Mit Lula stand er nun an der anderen Längsseite, weiter hinten. Lula las ihm aus dem Buch vor. So erfuhr er aus dessen Geschichte: Die Bewohner waren eher klein und ihre Lebensspanne war nicht sehr lang. Aber innerhalb dieses Gebietes hatte es einst ein Volk gegeben, dessen Menschen sehr groß gewesen waren und deren Lebensdauer deutlich länger gewährt hatte, als die der übrigen Bevölkerung. Die kleinwüchsigen Völker hatten versucht sich mit diesen großen Menschen zu verbinden. Männer wie Frauen warben um die großen Menschen und gingen Beziehungen zu ihnen ein. Aber leider blieben all diese Verbindungen unfruchtbar. Weil sie gerne große und stattliche Kinder gehabt hätten, versuchten sie es immer wieder, aber ohne Erfolg. Nicht ein einziges Kind wurde bekannt, das aus einer dieser Beziehungen hervorgegangen wäre.

Folglich wandte man sich von ihnen ab. Das Volk rückte in die Ferne und bald war es nur noch die Erinnerung die blieb. Der Stolz mit solch großen Menschen in einem Land zusammengelebt zu haben.



Sie befanden sich nun im Hof vor einem Zweckbau, der zum Gebäude mit dem großen Turm gehörte. Der Hof lag in Richtung der ausgedehnten Seite des umfriedeten Geländes. Vom Hof trat Tonke durch ein offenes Tor unter die Überdachung. Und ging zu der Stelle, an der sie ihre Sachen lagern konnten. Auf dem Möbel lag die getrocknete Hälfte eines der Länge nach aufgeschnittenen Flaschen-Kürbisses. Tonke zögerte. Er war etwas verwirrt. Schließlich legte er, was er bei sich hatte in diese Kalebasse.

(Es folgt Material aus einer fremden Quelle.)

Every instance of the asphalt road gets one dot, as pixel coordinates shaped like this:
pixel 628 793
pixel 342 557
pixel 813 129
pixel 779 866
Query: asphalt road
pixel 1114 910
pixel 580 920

Draußen im Hof stand ein Wagen mit kleinen Tischen, an denen man sich stärken konnte. Toni stand neben Lula. Die Vorstellung, mit ihr auf die Reise zu gehen, gefiel ihm sehr. Aber es war noch nicht Zeit für die Abfahrt.

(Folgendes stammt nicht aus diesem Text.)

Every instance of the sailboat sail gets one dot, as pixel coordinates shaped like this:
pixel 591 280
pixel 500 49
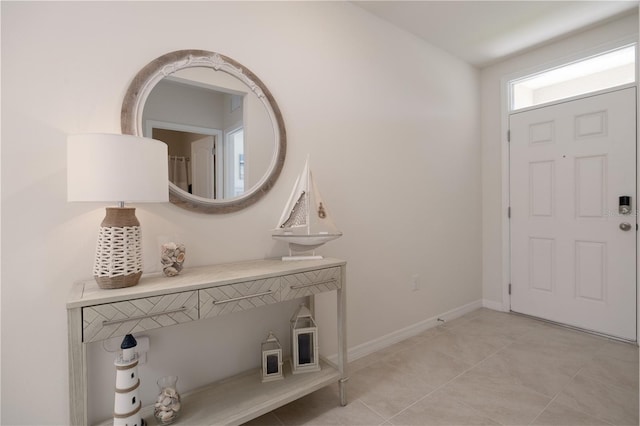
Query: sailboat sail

Andere kamen. Auch sie hatten von diesem Volk der Großen gehört und zeigten sich neugierig. Jemand hatte ein spezielles Stück Brot mitgebracht. Das war hauchdünn und dunkelbraun und sah aus wie diese dünnen dänischen Kekse. Nur viel größer, so groß und rund wie eine stattliche Brotscheibe. Mutmaßungen wurden angestellt, um was für ein Volk es sich handelte und in welcher geschichtlichen Epoche sie gelebt haben könnten. Die einen sprachen von Göttern, weswegen eine Blutsverbindung nicht möglich gewesen sei. Tonke tippte auf die Biblischen Väter, wegen dem langen Leben, das man ihnen nachsagte. Aber danach überzeugte ihn die Ansicht eines Gesprächspartners noch mehr. Dieser sagte, dass jedes Volk sich seine mythischen Vorfahren als Idealgestalten schaffe. Die würden überhöht und stünden mit dem Leben so direkt nicht in Verbindung. Da meldete sich Lula in klagendem, vorwurfsvollem Ton:

Mich fragt niemand. Dabei bin ich doch eine der Überbleibenden dieses Volkes.

Alle sahen sie verwundert, ja erschrocken an.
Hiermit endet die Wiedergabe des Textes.